When God places you into leadership you are given a different vision than that given to the lay-people. It is one of brokenness and need. I believe that this is so that we never forget our need for God.

For a brief time this past year I was in a major role of leadership in my church. I was privy to difficult things, I had to make difficult decisions, I had to put the church ahead of myself, sometimes I had to make choices that left people angry and upset because I would never fully be able to explain it to them. But in every action, God was there. He spoke to my heart when I needed wisdom, he gave me compassion when I wanted to be angry, he gave me boldness to speak when I was shaking in fear.

But even with God there, I felt the brokenness of the world; I still feel it. I feel the impossibility of a perfect church. I feel the deception of the evil one trying to tear people apart in anger and distrust. I feel personally attacked with doubt of God’s love for me.
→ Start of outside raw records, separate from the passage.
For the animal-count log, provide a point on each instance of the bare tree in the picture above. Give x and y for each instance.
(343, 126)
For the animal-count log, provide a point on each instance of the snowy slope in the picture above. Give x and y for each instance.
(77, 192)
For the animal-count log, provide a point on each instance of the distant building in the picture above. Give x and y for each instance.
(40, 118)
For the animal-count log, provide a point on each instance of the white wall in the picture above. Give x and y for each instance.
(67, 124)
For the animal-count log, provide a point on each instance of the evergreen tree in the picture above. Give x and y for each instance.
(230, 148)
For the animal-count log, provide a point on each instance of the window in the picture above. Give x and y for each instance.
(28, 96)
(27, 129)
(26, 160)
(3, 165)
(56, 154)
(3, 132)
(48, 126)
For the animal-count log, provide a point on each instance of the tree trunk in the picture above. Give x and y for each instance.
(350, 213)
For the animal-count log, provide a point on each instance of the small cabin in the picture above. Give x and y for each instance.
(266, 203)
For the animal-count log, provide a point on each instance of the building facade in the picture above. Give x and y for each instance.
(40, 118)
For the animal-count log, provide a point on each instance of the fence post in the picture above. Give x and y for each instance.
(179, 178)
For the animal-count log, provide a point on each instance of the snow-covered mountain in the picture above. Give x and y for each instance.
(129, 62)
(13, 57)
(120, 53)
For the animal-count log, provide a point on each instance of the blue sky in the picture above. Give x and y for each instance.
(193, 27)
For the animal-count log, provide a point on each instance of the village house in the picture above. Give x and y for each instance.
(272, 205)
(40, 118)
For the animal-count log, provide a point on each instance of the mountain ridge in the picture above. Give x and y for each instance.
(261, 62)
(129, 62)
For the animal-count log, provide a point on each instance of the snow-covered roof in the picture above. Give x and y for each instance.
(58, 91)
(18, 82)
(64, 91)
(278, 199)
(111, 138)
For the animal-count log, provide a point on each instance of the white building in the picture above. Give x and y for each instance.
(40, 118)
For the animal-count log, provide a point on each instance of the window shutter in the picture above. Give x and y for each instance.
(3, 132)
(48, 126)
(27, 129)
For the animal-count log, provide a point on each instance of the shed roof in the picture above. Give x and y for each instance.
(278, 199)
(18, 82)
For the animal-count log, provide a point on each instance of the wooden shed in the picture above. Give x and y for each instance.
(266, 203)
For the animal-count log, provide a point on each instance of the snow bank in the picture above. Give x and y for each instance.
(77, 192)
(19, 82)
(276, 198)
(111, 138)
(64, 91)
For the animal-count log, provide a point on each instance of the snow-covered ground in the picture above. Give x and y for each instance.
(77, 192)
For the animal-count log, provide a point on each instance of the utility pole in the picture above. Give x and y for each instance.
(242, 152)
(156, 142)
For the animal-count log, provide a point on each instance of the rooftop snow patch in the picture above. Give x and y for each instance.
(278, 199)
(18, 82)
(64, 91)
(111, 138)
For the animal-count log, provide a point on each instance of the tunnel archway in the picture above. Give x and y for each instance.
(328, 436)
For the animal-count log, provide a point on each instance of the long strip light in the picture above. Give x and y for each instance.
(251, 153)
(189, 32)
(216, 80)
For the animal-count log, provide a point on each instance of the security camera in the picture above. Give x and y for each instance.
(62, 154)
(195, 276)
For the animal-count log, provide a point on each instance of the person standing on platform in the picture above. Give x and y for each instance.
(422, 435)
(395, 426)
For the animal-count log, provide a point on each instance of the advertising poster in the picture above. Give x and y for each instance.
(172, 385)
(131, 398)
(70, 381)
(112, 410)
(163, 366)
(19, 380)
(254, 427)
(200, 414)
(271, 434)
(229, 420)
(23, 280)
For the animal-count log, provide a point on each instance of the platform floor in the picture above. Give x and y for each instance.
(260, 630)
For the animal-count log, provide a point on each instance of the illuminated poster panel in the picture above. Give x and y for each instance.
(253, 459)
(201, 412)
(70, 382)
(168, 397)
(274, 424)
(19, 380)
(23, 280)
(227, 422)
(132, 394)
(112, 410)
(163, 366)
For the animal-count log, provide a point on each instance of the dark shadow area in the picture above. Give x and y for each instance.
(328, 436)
I feel anxiety because I know now that the world is not a safe place because of it’s brokenness. I have a perspective of darkness.

I am trying to regain God’s perspective of light. Yes the world is broken, but God is the creator and the healer of all things. The evil one attacks and spreads lies and discord, but God is our refuge; the teller of truth; the one who brings all things together. The world is not a safe place, but God is our shelter.

In the end, God wins; Love wins! I am trying to wrap myself in that truth,  making a shield around me; to inhale it so it fills my soul and pushes out all the dark places.  It is frustrating that healing and learning seems so slow. But God sees eternity, and one day I will be fully in the light and out of the darkness.